Now, there are a lot of incredible things about being CJ’s sister. When I am at the high school I am automatically known as CJ’s sister. It’s okay to be known for that, because a lot of people know who I am so I already know the football players and baseball players. It’s a nice way to get my name around. I also, get to know people like Blake Bortles. He is a pretty great guy that does amazing things for CJ and our family. Also, I have met a few of my friends through CJ, like one of my best friends, McKenzie. Her brother did Challenger with CJ so we started talking and hit it off. My friend, Hollyn’s, brother also did Challenger with CJ.

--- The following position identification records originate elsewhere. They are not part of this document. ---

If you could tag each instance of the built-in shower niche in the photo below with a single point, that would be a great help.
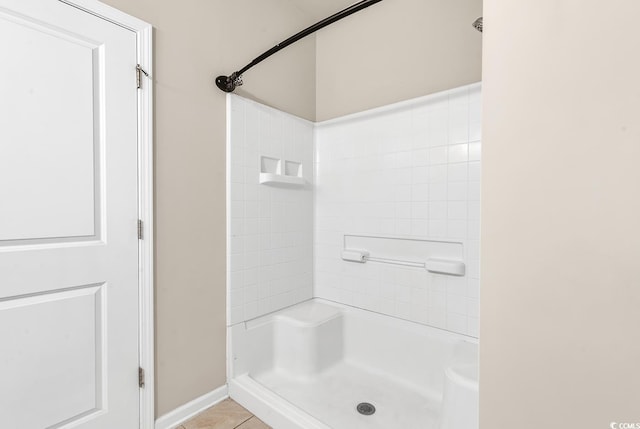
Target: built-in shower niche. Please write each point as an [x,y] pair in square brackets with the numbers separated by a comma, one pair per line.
[275,171]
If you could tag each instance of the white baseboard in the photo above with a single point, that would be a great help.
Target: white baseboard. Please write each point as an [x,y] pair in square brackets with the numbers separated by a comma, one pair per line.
[190,409]
[269,407]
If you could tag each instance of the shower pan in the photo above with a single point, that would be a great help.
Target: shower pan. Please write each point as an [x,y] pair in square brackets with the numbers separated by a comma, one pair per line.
[322,365]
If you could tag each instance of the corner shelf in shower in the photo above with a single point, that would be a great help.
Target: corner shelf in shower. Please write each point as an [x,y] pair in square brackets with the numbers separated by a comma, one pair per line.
[281,179]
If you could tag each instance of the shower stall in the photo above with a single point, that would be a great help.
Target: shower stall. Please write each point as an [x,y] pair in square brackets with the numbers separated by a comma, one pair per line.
[353,264]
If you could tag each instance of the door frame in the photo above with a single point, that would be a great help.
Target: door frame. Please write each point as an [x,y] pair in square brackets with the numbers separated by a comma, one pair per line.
[144,57]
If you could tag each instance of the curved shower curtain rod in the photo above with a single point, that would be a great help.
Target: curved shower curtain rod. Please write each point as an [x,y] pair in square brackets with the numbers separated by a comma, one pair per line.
[229,83]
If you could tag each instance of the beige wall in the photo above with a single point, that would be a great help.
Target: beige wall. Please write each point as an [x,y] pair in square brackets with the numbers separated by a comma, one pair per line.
[196,40]
[560,302]
[396,50]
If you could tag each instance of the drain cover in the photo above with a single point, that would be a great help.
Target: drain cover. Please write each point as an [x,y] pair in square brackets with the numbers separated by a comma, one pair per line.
[366,408]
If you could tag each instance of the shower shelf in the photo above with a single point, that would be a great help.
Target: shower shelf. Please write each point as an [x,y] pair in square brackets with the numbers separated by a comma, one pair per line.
[281,179]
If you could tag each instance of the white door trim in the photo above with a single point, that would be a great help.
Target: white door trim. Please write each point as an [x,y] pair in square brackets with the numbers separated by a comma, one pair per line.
[144,32]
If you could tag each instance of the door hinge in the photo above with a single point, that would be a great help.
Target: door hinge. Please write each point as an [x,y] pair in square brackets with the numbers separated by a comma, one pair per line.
[139,72]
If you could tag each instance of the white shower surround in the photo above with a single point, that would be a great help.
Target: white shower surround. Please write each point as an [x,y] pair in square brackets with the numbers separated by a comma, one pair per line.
[270,226]
[408,170]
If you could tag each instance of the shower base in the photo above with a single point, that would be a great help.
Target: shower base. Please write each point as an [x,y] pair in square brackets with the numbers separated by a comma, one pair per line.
[309,366]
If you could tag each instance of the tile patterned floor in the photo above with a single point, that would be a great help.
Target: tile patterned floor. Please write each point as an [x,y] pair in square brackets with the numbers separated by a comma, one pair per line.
[228,414]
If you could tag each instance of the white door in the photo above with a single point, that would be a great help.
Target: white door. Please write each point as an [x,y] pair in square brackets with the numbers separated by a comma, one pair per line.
[68,214]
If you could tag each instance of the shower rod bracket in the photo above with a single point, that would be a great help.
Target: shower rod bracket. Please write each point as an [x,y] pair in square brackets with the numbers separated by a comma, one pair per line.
[229,83]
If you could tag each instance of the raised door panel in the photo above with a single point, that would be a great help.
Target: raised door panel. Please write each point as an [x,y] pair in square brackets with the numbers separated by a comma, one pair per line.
[50,81]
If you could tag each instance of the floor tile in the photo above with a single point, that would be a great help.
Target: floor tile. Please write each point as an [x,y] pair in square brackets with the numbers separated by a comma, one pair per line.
[225,415]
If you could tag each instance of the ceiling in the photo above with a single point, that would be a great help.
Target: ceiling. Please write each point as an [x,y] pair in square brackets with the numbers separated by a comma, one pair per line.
[320,9]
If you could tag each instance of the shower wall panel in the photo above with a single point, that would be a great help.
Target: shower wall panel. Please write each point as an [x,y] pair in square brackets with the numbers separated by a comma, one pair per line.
[270,242]
[409,170]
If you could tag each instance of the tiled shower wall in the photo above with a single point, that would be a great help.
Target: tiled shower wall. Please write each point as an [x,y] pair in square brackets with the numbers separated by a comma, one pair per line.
[409,170]
[270,227]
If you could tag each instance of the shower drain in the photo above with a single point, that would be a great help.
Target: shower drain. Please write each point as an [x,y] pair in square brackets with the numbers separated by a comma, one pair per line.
[366,408]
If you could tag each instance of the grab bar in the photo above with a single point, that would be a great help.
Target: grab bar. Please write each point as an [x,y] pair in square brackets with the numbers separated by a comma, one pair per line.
[433,265]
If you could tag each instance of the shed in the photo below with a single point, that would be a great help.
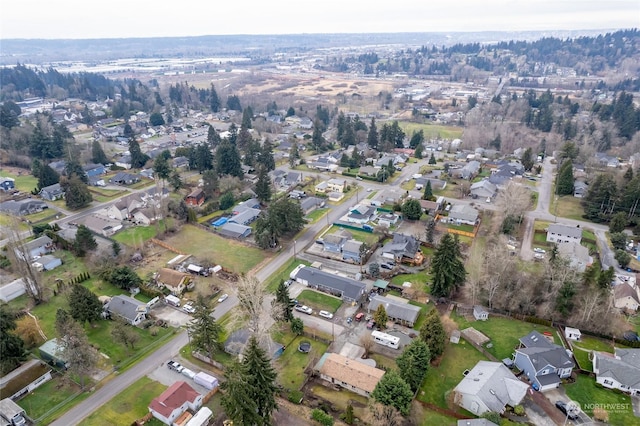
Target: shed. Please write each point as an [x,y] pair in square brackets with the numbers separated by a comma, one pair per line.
[572,333]
[480,313]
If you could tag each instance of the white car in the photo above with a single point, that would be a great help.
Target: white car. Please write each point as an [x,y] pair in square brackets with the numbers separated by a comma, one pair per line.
[303,308]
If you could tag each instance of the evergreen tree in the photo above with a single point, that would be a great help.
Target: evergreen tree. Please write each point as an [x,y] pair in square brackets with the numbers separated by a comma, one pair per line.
[428,192]
[394,391]
[97,153]
[447,267]
[204,332]
[414,362]
[433,334]
[565,179]
[84,305]
[76,193]
[11,346]
[250,388]
[263,185]
[84,242]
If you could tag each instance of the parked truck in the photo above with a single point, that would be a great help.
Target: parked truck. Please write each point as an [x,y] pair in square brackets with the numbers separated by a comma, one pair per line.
[206,380]
[12,413]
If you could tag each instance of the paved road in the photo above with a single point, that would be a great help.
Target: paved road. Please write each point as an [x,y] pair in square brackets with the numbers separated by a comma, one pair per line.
[121,382]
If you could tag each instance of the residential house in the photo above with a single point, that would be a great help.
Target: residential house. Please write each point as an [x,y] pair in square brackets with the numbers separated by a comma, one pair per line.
[174,401]
[361,214]
[489,386]
[52,192]
[403,248]
[349,373]
[463,214]
[23,207]
[47,263]
[309,204]
[576,254]
[127,308]
[195,198]
[35,248]
[236,342]
[173,280]
[580,189]
[544,363]
[483,189]
[102,225]
[620,370]
[348,289]
[7,183]
[351,251]
[626,297]
[251,203]
[398,309]
[333,242]
[480,313]
[336,185]
[559,233]
[124,178]
[245,217]
[234,230]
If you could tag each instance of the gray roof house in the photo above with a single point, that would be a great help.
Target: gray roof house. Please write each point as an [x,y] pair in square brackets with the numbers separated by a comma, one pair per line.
[620,370]
[129,309]
[544,363]
[348,289]
[559,233]
[461,213]
[401,246]
[52,192]
[489,386]
[23,207]
[398,310]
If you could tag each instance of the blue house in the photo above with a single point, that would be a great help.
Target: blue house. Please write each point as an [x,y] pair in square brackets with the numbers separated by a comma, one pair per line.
[7,184]
[544,363]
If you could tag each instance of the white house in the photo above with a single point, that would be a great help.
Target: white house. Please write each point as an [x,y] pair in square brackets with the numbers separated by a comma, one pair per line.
[620,370]
[489,386]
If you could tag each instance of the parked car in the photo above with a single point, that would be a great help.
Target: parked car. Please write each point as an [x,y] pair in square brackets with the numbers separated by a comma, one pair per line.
[175,366]
[569,412]
[303,308]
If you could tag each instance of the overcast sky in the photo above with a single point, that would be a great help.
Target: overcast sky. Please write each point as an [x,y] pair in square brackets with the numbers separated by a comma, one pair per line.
[161,18]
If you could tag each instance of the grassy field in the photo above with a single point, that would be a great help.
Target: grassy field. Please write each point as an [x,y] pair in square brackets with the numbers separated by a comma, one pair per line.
[432,131]
[504,332]
[128,406]
[25,182]
[585,392]
[292,363]
[441,380]
[319,301]
[204,245]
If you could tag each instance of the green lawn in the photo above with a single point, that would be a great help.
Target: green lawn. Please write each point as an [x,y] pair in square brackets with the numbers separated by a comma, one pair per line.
[316,215]
[441,380]
[25,182]
[292,363]
[504,332]
[128,406]
[283,274]
[319,301]
[212,248]
[585,392]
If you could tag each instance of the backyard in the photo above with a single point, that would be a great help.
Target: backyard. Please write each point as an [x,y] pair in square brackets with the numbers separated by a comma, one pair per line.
[207,246]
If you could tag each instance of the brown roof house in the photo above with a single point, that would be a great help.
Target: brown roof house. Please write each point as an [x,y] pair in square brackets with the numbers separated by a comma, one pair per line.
[349,373]
[173,402]
[175,281]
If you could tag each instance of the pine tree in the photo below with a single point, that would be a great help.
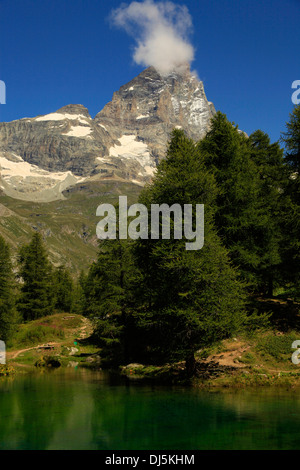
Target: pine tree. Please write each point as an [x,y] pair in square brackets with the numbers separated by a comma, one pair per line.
[64,289]
[291,221]
[191,298]
[8,317]
[108,299]
[244,214]
[270,164]
[36,298]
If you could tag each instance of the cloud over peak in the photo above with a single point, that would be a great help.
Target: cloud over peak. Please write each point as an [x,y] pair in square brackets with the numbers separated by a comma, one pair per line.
[161,31]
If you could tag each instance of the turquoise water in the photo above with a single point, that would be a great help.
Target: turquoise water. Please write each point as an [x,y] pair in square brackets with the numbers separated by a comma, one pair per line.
[79,409]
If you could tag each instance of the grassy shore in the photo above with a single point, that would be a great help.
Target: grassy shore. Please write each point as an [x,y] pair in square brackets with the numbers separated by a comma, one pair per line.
[253,359]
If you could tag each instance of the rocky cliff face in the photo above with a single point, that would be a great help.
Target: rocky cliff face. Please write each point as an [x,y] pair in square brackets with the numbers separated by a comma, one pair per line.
[42,156]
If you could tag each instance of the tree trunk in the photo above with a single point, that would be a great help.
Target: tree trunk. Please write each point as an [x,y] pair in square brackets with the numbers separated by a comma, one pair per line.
[190,365]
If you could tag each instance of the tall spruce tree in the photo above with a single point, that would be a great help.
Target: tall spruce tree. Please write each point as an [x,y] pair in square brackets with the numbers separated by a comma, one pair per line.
[8,317]
[244,214]
[191,298]
[291,219]
[63,289]
[271,168]
[36,297]
[108,299]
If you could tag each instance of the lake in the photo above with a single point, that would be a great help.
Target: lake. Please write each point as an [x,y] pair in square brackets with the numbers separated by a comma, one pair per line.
[81,409]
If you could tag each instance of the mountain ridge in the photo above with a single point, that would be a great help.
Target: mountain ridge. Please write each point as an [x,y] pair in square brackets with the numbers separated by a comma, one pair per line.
[41,157]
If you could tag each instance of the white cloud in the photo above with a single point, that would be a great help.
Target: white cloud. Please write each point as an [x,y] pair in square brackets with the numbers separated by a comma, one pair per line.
[161,30]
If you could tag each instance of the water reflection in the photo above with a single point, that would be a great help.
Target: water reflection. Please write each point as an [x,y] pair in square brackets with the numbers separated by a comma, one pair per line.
[80,409]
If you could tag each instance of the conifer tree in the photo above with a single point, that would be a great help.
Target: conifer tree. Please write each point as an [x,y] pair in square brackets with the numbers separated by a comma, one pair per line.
[37,291]
[243,213]
[191,298]
[291,221]
[8,317]
[108,298]
[64,289]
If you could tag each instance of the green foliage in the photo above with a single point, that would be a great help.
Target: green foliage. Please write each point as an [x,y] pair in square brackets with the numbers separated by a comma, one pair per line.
[36,334]
[277,346]
[247,173]
[291,219]
[63,289]
[191,298]
[36,298]
[109,296]
[8,316]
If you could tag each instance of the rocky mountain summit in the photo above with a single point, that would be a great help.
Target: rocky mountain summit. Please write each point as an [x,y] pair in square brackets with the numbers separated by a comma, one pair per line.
[40,157]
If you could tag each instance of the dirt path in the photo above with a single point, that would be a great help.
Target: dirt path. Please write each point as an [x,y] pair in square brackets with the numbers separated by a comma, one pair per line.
[234,351]
[84,332]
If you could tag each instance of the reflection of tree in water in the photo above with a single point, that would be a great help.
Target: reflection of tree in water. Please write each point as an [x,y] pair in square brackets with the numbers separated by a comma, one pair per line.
[32,409]
[159,418]
[145,418]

I’m okay with one of my titles as CJ’s sister. CJ is basically a rock star and pretty much everyone loves him, so being known as CJ’s sister is not a bad thing. Most things that CJ does most brothers do so I can relate a little bit when my friends and I are complaining about our brothers. Being CJ’s sister is a pretty great thing, though. I get to learn about different types of disabilities that people all over the world have.
I have learned so much by being CJ’s sister. I have learned about how to be patient, not only with CJ but with other kids also. I have also learned about autism, especially and things like Angelmans Syndrome and Down’s Syndrome. So to sum this all up, being CJ’s sister is pretty cool. I would never be the person that I am and know the things that I know if it wasn’t for him. I love you CJ.” Elizabeth Williams, age 13
Sometimes you forget how cool it is to have a 13 year old teenage girl who can really understand and love this much. I love you both!